Freight rates for large capesize dry cargo vessels on key Asian routes, which are close to multi-month highs, are likely to remain firm next week as cargo activity picks up from Australia after bad weather disrupted operations at Dampier this week, brokers said.
“The capesize market is steady. Rates are well above where people expected them to be,” a Singapore capesize broker said on Thursday.
“The market might correct itself slightly, but there’s no need to panic,” the broker added.
Average capesize earnings were around $19,180 per day last Friday, compared with around $2,931 per day a year earlier, according to data from shipping services firm Clarkson.
That came as charter rates from Brazil to China surged to $16.70 per tonne on Monday, the highest since Dec. 3, 2014.
Rates on the route from Australia to China climbed to $6.93 per tonne last Friday, the highest since Nov. 22.
Norwegian ship broker Fearnley said the capesize market is “taking a breather after rallying – but (the) outlook for weeks to come (is) not scary.”
There are “huge iron ore volumes committed on the Brazil/China trade,” but only a limited number of vessels still available for charter to load cargo in April, Fearnley said in a note on Wednesday.
The closure of Dampier port due to bad weather this week dampened chartering activity and freight rates, the Singapore capesize broker said.
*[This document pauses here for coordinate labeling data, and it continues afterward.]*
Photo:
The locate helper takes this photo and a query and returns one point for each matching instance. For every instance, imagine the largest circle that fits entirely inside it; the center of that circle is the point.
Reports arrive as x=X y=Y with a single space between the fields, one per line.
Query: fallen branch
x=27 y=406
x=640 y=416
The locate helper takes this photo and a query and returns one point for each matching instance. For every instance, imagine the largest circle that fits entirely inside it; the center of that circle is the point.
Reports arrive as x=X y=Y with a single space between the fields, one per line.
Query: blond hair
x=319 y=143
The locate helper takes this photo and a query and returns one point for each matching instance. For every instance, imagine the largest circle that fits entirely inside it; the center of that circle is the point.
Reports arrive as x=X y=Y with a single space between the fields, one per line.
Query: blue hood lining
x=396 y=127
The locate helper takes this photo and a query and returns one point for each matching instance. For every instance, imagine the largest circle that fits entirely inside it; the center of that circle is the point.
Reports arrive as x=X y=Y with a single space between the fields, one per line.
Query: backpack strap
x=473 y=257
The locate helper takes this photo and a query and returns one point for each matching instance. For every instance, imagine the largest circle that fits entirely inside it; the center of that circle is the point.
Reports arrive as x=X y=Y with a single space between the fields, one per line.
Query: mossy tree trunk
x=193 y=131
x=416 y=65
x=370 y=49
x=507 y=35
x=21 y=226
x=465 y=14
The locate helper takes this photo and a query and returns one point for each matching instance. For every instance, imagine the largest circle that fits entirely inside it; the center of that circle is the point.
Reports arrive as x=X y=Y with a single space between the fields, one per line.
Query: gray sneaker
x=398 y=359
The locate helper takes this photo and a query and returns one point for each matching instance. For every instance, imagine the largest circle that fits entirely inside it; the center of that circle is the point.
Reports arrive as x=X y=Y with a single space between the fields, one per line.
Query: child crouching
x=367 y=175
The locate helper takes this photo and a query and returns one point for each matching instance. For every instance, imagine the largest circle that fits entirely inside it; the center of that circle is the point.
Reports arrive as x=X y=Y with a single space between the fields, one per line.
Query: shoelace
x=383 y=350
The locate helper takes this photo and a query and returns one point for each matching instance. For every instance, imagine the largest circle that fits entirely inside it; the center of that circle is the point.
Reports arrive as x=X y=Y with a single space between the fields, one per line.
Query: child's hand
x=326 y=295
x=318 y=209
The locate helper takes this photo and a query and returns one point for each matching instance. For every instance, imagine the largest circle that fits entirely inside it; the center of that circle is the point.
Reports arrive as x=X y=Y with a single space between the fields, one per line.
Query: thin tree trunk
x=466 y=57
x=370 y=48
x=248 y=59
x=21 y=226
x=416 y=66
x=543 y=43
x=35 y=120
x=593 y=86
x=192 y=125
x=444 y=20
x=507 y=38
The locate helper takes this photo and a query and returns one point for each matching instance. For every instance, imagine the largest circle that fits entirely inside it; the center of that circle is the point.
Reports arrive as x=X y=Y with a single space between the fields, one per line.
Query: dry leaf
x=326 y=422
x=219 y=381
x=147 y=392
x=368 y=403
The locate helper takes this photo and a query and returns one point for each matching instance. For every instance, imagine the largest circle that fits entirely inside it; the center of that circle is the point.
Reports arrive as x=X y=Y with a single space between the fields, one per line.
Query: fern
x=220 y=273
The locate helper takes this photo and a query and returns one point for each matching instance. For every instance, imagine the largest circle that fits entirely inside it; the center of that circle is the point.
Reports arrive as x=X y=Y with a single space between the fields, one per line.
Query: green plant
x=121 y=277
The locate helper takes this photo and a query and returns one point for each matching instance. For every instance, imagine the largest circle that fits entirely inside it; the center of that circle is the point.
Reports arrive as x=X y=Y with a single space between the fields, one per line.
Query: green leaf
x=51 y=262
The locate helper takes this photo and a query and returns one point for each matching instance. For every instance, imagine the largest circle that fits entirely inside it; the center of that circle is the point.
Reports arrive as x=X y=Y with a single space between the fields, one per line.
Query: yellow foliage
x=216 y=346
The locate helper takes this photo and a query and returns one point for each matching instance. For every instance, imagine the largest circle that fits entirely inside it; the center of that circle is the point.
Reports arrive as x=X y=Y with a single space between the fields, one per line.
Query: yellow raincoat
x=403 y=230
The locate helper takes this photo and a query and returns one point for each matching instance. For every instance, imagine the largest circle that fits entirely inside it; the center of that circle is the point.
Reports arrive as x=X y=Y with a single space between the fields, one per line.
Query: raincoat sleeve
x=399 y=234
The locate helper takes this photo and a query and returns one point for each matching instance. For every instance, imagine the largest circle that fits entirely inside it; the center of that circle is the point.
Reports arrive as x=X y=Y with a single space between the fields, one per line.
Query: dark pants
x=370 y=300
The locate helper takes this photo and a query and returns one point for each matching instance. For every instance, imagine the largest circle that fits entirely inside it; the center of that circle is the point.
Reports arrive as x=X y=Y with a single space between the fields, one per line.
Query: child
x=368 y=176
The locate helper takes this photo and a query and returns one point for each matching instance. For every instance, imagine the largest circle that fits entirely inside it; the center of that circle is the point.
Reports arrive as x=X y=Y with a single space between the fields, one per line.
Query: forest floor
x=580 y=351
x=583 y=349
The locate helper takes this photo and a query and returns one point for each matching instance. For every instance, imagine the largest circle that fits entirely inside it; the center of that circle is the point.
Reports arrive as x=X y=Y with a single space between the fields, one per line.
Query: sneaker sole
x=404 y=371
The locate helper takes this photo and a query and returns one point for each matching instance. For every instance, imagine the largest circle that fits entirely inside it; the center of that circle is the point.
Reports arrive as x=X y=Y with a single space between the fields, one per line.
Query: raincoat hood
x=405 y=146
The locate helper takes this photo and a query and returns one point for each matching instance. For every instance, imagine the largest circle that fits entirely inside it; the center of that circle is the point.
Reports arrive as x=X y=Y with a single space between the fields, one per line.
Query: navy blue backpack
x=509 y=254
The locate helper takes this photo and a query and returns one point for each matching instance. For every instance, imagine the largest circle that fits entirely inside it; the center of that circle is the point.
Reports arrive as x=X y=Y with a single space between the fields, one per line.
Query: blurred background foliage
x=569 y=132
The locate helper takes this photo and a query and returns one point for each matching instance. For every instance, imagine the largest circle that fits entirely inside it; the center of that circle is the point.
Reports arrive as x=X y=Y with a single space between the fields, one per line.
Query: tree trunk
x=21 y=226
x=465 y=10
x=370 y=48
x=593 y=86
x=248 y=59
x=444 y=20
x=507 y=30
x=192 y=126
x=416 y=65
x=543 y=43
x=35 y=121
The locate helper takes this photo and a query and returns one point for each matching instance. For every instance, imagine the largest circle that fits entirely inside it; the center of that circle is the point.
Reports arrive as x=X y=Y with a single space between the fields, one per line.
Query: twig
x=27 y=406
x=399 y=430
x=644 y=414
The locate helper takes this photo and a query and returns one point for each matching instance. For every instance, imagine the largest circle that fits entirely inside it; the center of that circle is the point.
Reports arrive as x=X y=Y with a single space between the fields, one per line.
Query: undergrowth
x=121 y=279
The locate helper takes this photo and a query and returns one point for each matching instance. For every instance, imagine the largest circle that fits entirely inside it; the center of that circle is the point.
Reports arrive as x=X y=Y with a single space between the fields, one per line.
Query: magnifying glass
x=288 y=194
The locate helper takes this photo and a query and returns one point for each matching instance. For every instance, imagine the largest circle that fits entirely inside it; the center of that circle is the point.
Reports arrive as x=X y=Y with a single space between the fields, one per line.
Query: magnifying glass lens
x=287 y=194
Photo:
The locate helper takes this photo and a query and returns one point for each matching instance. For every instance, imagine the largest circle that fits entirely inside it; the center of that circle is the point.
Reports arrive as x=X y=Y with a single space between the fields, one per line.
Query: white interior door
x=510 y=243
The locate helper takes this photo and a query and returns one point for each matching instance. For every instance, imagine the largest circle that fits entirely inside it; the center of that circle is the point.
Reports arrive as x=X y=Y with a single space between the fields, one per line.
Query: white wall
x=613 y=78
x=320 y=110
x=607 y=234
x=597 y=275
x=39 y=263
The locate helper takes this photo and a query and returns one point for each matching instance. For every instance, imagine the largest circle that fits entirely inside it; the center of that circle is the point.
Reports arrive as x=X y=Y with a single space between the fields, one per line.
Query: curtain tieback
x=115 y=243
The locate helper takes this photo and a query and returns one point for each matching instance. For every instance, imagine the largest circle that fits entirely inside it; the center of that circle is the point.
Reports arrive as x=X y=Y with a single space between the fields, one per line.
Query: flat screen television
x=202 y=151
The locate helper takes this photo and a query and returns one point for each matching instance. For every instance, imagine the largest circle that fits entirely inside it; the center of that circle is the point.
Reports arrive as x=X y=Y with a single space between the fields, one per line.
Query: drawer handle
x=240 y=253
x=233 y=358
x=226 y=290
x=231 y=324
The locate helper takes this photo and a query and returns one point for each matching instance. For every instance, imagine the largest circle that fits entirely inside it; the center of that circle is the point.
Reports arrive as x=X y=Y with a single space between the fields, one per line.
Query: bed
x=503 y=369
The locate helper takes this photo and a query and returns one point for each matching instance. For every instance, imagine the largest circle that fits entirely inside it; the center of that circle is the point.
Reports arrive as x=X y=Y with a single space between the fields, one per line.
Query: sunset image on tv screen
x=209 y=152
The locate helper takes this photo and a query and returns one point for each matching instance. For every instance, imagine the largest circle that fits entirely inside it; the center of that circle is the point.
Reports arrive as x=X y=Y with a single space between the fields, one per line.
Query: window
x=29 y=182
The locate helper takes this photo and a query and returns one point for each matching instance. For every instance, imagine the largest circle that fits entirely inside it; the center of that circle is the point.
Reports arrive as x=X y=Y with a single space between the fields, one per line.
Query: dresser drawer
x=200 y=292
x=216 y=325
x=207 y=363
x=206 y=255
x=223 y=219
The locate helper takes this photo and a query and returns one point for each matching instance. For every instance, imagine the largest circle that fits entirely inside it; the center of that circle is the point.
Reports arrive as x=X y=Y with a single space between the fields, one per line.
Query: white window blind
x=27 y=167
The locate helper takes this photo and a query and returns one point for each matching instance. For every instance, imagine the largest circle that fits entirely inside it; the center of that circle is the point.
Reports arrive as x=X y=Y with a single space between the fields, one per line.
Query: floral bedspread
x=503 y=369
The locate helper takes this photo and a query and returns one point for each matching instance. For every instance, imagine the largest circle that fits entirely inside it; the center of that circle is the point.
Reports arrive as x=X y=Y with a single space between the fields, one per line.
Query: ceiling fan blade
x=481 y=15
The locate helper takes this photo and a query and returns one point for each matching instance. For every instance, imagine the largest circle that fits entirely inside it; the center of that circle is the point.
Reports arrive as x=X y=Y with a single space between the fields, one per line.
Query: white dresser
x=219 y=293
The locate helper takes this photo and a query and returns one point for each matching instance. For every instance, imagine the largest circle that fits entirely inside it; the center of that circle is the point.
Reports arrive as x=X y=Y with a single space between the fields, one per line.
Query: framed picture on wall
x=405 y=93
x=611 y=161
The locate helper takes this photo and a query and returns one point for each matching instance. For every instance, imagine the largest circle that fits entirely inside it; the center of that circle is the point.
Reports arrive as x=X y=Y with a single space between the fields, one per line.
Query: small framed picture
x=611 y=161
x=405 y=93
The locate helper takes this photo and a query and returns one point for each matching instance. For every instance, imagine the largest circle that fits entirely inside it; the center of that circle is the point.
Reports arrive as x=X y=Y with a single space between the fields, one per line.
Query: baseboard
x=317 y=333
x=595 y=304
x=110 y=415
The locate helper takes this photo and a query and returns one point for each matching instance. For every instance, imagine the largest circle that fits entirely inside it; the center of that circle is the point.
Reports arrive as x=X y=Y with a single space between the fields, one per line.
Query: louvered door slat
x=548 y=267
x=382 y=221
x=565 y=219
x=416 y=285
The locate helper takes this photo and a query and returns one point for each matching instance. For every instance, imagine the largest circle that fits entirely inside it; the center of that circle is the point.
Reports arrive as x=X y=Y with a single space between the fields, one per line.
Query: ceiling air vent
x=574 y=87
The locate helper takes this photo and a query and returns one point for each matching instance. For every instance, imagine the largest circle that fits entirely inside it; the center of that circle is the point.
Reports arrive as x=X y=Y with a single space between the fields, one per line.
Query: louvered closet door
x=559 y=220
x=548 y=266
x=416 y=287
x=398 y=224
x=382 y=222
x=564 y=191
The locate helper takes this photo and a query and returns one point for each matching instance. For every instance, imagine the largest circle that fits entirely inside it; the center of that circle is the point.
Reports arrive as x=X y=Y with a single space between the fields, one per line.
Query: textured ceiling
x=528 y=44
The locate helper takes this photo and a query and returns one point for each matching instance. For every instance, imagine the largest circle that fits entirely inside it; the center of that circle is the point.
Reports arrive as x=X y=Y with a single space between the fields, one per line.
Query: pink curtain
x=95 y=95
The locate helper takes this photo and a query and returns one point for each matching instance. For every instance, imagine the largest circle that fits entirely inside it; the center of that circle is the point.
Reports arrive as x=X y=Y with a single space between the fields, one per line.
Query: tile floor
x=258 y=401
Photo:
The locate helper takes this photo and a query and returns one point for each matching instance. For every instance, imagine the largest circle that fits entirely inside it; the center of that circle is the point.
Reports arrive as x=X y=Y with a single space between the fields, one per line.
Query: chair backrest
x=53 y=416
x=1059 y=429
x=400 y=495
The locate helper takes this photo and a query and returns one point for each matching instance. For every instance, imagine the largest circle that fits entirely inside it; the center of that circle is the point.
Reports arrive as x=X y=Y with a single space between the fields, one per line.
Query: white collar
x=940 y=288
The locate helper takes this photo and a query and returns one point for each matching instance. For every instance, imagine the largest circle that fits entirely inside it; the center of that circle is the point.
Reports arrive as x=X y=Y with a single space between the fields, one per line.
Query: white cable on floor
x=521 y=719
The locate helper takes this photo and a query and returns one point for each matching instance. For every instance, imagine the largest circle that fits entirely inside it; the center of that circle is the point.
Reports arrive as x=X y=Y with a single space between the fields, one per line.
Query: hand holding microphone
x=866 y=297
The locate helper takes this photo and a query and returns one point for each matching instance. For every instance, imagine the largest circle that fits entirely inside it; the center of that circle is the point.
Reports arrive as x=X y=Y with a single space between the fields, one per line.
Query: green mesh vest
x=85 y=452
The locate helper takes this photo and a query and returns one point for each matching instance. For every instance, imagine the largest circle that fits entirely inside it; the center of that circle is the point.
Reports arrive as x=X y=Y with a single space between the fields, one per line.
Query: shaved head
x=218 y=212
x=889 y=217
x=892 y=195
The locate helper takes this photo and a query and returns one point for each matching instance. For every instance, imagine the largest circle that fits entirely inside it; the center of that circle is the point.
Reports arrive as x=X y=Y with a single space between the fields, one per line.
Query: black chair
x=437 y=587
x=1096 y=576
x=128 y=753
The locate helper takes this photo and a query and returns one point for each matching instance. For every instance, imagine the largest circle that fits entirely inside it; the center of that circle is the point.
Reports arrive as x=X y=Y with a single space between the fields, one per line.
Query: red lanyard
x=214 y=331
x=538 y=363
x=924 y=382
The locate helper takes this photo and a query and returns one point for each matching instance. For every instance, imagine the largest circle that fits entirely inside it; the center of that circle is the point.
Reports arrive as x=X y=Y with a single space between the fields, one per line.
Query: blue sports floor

The port reopened on Thursday, a move which is likely to lead to a pick-up in chartering activity and possibly higher rates, the broker added.
Charter rates from Western Australia to China slipped to $6.59 a tonne on Wednesday from $6.68 a tonne a week earlier.
Freight rates for the route from Brazil to China climbed to $16.24 per tonne on Wednesday from $15.96 per tonne the same day last week.
Charter rates for smaller panamax vessels for a north Pacific round-trip voyage fell to $9,807 per day on Wednesday, down from $10,089 per day last Wednesday.
Peter Sand, chief shipping analyst at industry lobby group BIMCO, said the rise in dry cargo freight rates this year “is certainly positive, but there is still work to be done on the supply side.”
“A significant level of demolition activity must be maintained,” he added.
Rates in the Far East for supramax vessels rose to around $12,500 per day for trips from India and Indonesia to China and North Asia this week compared with $9,000-$11,000 per day last week, brokers said.
The Baltic Exchange’s main sea freight index climbed to 1190 on Wednesday from 1147 last week.